I can only give my personal perspective, and perhaps this can help the OP understand the dislike of mini-centric D&D.
Let me start with this: I love mini games like Chainmail, Reaper Warlord, and an assortment of hex-less measurement and hex based miniature skirmish/war games. I love D&D even more than miniature gaming.
However, I think they are different gaming experiences.
To me there is a continuum with roleplaying on one end and pure tactical minis on the other. I enjoy D&D best when mini use falls just off center on the Roleplay side, in which minis are used as a general visualization tool, and actual measurement and distance doesn't matter as much as who is being flanked, line of sight, etc... I'm quite cool with eyeballing the situation, and saying, sure, the Ogre is in fireball range, and not worrying about counting squares and love not having blast radius templates chock full of right angles. :\
3.5 falls on the other side of the middle tending toward the tactical side, and to me, there is too much counting of squares and associated maneuvering. But that's cool. At my buddy's house, we play straight up 3.5, complete with all the stuff I don't really care for. It's just what it is, and as I'm not the DM, I roll with flow.

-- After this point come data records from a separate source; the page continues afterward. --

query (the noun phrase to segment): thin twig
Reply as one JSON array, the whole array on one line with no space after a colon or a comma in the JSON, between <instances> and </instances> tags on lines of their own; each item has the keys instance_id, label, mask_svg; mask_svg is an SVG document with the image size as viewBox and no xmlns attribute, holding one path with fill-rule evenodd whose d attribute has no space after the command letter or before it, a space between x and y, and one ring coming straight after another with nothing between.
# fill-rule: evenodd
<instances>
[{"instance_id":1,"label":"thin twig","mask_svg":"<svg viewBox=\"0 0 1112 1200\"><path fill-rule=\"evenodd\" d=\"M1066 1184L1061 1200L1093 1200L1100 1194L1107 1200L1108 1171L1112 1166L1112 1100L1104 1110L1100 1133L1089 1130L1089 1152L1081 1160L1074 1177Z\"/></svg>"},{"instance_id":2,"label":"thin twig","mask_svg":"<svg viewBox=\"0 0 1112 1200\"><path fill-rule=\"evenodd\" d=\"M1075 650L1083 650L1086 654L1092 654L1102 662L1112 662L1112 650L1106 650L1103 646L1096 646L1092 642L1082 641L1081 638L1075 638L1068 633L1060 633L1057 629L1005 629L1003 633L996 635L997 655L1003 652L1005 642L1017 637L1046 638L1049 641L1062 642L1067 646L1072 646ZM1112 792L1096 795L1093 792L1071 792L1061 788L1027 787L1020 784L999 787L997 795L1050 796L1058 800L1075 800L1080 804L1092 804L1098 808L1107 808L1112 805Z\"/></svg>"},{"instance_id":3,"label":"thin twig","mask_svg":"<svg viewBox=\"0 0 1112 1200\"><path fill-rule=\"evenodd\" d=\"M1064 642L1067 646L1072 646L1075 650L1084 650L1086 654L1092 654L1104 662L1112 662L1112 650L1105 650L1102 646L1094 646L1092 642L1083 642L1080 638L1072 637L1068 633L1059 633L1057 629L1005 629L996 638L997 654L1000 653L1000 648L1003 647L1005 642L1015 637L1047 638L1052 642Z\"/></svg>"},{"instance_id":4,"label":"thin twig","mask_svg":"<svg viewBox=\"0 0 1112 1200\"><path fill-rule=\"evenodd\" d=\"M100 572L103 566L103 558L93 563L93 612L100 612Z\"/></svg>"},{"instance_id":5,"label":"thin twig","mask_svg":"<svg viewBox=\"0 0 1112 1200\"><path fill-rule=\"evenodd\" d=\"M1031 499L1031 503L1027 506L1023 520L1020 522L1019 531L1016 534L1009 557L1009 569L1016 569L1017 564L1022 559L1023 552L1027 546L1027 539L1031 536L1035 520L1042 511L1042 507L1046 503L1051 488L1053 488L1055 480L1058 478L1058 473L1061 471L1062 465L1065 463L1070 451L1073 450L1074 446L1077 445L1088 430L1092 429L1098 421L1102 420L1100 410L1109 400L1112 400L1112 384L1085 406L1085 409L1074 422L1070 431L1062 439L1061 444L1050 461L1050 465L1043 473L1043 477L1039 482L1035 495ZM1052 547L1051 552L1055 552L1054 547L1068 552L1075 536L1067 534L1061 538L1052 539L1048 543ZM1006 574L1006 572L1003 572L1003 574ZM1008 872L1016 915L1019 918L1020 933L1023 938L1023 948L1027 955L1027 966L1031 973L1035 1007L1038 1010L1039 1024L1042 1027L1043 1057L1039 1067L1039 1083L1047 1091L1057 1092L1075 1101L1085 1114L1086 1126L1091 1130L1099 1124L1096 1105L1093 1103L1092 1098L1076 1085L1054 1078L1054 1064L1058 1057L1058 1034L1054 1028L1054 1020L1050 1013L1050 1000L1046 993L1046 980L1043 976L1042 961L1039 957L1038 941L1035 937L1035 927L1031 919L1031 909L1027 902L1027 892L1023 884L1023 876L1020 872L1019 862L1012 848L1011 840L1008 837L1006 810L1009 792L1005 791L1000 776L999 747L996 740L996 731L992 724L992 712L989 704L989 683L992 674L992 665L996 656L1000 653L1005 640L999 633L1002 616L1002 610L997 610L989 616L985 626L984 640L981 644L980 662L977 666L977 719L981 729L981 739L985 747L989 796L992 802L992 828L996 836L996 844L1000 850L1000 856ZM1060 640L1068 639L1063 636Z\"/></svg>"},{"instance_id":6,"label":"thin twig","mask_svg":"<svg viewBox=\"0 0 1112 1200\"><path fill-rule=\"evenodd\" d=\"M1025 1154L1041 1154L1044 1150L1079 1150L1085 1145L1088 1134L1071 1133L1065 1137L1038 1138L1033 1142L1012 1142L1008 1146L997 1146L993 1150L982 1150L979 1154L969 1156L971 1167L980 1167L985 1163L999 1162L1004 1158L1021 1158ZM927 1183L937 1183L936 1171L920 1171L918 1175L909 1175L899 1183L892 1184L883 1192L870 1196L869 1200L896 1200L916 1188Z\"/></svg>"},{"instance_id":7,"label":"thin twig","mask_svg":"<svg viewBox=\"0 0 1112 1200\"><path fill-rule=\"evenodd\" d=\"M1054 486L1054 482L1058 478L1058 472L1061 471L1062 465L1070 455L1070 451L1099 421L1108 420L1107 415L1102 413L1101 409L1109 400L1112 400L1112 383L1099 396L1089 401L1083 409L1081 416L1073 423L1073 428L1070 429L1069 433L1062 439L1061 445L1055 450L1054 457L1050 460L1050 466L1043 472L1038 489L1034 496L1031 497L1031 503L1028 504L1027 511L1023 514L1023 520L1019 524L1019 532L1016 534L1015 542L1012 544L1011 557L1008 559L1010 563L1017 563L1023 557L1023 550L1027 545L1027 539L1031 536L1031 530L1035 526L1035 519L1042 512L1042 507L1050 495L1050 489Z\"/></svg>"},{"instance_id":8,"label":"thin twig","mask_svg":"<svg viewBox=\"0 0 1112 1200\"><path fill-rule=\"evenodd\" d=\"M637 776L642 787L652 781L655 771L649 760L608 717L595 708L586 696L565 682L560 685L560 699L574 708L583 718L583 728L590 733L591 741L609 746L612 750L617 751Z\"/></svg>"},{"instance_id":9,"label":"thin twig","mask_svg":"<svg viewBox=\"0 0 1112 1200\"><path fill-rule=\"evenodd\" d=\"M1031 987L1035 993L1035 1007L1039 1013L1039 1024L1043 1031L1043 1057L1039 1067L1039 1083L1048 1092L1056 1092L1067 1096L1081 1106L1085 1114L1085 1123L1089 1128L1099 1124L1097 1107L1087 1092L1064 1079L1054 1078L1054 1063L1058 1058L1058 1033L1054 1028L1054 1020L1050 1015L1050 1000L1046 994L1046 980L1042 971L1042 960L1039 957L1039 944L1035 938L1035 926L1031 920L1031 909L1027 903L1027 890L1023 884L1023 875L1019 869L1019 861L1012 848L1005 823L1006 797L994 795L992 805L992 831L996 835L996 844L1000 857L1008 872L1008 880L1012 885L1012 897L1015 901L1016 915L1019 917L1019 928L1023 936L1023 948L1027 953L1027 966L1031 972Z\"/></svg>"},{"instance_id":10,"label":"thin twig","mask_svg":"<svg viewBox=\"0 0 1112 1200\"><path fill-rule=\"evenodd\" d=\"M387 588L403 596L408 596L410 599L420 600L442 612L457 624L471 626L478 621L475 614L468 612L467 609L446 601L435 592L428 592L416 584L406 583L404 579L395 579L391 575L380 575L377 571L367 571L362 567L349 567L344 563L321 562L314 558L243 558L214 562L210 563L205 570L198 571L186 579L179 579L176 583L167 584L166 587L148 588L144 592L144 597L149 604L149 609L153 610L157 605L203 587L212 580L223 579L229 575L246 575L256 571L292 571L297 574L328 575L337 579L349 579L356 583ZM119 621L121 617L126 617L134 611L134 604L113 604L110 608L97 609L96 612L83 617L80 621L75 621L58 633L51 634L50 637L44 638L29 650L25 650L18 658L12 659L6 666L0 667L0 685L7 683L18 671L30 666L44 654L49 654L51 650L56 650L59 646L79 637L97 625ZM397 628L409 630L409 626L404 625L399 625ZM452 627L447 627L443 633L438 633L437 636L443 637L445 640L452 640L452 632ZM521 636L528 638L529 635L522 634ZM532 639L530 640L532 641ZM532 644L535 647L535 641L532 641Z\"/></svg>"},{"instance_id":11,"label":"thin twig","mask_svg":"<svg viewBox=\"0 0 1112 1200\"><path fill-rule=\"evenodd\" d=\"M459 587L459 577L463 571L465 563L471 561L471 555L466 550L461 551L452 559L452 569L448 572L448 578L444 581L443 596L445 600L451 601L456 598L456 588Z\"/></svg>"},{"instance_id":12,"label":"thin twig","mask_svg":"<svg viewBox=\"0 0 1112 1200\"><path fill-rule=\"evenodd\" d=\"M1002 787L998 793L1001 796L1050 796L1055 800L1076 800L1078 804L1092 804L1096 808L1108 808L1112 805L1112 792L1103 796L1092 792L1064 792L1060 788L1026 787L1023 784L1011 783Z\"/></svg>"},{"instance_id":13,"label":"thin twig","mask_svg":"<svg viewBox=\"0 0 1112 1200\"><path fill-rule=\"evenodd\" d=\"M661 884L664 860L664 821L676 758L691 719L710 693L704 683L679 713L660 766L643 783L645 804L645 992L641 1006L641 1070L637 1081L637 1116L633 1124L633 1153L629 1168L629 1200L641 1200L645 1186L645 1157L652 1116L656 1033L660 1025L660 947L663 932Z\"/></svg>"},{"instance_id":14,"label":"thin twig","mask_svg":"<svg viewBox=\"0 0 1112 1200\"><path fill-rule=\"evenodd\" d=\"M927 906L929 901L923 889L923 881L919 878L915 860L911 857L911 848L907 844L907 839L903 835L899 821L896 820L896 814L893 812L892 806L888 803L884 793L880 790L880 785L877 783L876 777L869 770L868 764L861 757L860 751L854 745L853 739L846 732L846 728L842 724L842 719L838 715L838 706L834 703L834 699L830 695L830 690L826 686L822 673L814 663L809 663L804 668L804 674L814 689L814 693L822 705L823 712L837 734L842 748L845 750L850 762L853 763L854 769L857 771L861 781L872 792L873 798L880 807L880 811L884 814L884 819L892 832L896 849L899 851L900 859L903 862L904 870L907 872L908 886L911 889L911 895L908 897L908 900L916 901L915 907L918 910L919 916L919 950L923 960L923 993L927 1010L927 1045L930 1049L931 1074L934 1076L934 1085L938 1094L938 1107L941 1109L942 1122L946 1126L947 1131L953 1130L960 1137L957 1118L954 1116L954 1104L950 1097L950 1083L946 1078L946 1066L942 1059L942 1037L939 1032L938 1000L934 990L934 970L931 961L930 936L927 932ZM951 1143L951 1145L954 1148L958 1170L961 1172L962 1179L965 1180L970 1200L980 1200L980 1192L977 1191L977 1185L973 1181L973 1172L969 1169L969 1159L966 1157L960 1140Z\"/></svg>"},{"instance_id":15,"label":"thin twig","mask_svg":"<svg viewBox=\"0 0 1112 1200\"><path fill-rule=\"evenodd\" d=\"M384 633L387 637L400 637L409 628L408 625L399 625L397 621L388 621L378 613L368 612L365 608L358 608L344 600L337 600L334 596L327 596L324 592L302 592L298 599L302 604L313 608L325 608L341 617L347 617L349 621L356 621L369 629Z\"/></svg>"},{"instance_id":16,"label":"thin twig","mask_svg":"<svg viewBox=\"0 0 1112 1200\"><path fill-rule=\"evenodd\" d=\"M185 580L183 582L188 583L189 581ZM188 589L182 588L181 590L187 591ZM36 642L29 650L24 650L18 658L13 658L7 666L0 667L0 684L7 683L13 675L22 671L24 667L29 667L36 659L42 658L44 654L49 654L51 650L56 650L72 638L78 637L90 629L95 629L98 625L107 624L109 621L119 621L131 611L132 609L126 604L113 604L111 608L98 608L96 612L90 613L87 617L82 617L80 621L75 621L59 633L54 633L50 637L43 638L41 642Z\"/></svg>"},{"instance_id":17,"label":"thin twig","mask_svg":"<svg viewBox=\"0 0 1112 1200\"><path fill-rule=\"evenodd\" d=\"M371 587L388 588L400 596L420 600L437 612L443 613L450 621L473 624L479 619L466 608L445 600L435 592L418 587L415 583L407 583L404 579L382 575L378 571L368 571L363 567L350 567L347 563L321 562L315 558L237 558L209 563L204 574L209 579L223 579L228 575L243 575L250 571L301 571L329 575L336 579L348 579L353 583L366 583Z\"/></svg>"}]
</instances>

However, there would come a point that if you keep driving D&D toward the tactical/skirmish side of things, you'll end up with a miniatures based skirmish game with some level advancement bolted on the side. At that point, it would quit being "D&D" to me. I think many others have a nebulously defined boundary along this continuum where we look at it, and think that it goes too far. The location of that boundary varies widely.
A couple of years ago, I speculated here on ENW that 4e would be that minis game with roleplaying stuck to it on the side with duct tape (I think there are some compelling business reasons for them to do so). When I read that swift actions and some of the classes from DDM were released in the Complete Whatsit series, I saw it as confirmation. Maybe I was right, maybe not, we'll just have to wait and see.
But anyway, there you go. I don't like too much much tactical mini play in D&D, but I'm quite comfortable hacking up the game to fit my table, so it's no skin off my nose if I run 3.5 or 4e in the future. Others, I guess, are either not confident enough to do so, have a bunch of "BtB! RAW!11!1" shouting players at the table, or simply are pissy because WotC isn't doing it their way, and end up with with strong negative reactions.